Asteroid impact: You're going to die. What do you do to your loved ones?

Just suppose this large impact simulation actually happened (LGT a video simulation of a 500km asteroid striking the earth. In a nutshell, we all die, pretty horribly, though to be fair it looks like a pretty fast death when it comes). I am assuming that the shock wave would travel fairly quickly around the globe, but that “fairly quickly” in global terms is not instantaneous, I’m thinking long enough for someone on the other side of the planet to know what’s coming (15 minutes? 30? 45? Maybe as long as a couple of hours? I do not know how long it would take, can anyone help me out?) and to realize that there is absolutely nothing that can be done (unless they have a rocket ready to launch that they can stick their baby in, sending him to, oh, I dunno, Krypton), death is inevitable.

Now suppose this person on the other side of the planet is you. You’re gathered with your family, knowing that before too long, all of you will be killed by the shock wave/firestorm approaching. You have a gun/syringe full of a fatal dose of some sedative/a nuclear weapon/whatever- a way to end your family’s lives and your life quickly and painlessly. Do you use it, or do you just hug them tight and let nature take it’s course?

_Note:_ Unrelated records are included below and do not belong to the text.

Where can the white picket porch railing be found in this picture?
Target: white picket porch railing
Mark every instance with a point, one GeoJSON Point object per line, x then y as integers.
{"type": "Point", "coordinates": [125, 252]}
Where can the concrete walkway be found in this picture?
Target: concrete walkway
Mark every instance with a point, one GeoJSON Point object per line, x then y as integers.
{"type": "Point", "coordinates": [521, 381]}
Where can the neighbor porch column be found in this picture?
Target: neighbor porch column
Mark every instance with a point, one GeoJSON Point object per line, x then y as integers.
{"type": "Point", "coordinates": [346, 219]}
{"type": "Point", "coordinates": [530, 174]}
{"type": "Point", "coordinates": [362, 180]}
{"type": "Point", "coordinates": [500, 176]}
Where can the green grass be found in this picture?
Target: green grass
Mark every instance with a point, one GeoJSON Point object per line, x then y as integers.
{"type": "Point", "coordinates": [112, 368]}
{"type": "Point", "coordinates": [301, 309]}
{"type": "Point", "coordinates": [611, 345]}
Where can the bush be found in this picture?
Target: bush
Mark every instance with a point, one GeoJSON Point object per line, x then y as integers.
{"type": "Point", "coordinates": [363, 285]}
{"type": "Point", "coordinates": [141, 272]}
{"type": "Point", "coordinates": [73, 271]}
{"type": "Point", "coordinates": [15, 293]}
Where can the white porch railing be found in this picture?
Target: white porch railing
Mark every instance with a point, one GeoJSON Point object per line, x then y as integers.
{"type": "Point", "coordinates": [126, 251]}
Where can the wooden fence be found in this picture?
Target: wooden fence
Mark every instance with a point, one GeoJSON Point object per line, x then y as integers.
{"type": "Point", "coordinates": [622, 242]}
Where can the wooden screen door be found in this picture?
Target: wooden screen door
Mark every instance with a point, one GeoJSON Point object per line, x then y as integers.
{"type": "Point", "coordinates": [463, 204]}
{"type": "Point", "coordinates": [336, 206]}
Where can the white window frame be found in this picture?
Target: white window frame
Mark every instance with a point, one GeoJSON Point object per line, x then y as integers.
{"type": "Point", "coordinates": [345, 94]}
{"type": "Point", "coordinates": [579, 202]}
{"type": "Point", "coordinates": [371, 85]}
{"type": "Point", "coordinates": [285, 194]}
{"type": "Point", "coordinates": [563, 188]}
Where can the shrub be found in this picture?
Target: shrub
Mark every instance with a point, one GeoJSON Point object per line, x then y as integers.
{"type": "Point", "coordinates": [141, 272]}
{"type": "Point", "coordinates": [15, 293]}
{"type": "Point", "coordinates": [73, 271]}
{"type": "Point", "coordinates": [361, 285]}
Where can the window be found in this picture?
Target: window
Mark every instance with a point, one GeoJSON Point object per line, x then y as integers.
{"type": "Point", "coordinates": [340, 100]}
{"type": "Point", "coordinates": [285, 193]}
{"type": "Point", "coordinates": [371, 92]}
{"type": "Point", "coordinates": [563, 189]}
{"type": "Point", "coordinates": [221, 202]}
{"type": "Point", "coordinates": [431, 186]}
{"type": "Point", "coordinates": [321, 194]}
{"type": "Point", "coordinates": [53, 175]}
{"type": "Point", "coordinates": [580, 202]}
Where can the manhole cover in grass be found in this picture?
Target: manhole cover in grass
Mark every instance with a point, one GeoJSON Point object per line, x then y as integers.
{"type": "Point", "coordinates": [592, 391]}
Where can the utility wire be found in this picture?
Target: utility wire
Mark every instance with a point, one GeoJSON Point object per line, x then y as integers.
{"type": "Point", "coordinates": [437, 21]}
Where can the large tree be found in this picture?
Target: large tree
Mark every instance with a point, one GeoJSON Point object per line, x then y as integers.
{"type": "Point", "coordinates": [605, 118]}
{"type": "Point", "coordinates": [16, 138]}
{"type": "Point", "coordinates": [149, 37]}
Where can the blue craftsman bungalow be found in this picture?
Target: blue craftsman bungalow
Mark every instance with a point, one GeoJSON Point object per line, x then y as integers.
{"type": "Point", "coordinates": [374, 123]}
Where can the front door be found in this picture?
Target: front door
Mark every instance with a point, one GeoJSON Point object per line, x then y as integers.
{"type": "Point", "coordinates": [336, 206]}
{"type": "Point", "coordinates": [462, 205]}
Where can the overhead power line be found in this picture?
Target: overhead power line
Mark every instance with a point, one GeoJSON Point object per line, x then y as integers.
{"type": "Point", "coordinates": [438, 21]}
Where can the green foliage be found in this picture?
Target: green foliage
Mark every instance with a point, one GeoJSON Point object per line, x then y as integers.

Well, it would be their call, obviously. But me personally, I think I’d hold out, since it’s likely to be a quick death anyway, and I don’t want to waste time thinking about whether to throw away my last 5 minutes or not. I don’t have kids, but if I did, I doubt I’d want to kill them before they were annihilated.

Just to clarify, it seems to me that your death, while fairly quick, would not be painless-the people of Pompeii died fairly quickly, but they died in agony. I imagine the firestorm on the other side of the planet from the impact would cause a similar death. Again, anyone who actually knows different, correct me if I’m wrong, please.

[Jack Handy] I think a funny thing to do, if the shockwave of global annihilation imminently approaches, is to pretend that you are swimming [/Jack Handy]

I say take it like men and women. The truth of my death will exist as truth until the end of the universe. I want it to be fact that I died in the great global annihilation. Not that I died by some painless sedative.

Register them all to vote and fill out absentee ballots.

I’d rather not die a murderer.

If death is inevitable, why would I not spare my loved ones from terror and agony? So I can spend my last agonizing moments feeling morally superior?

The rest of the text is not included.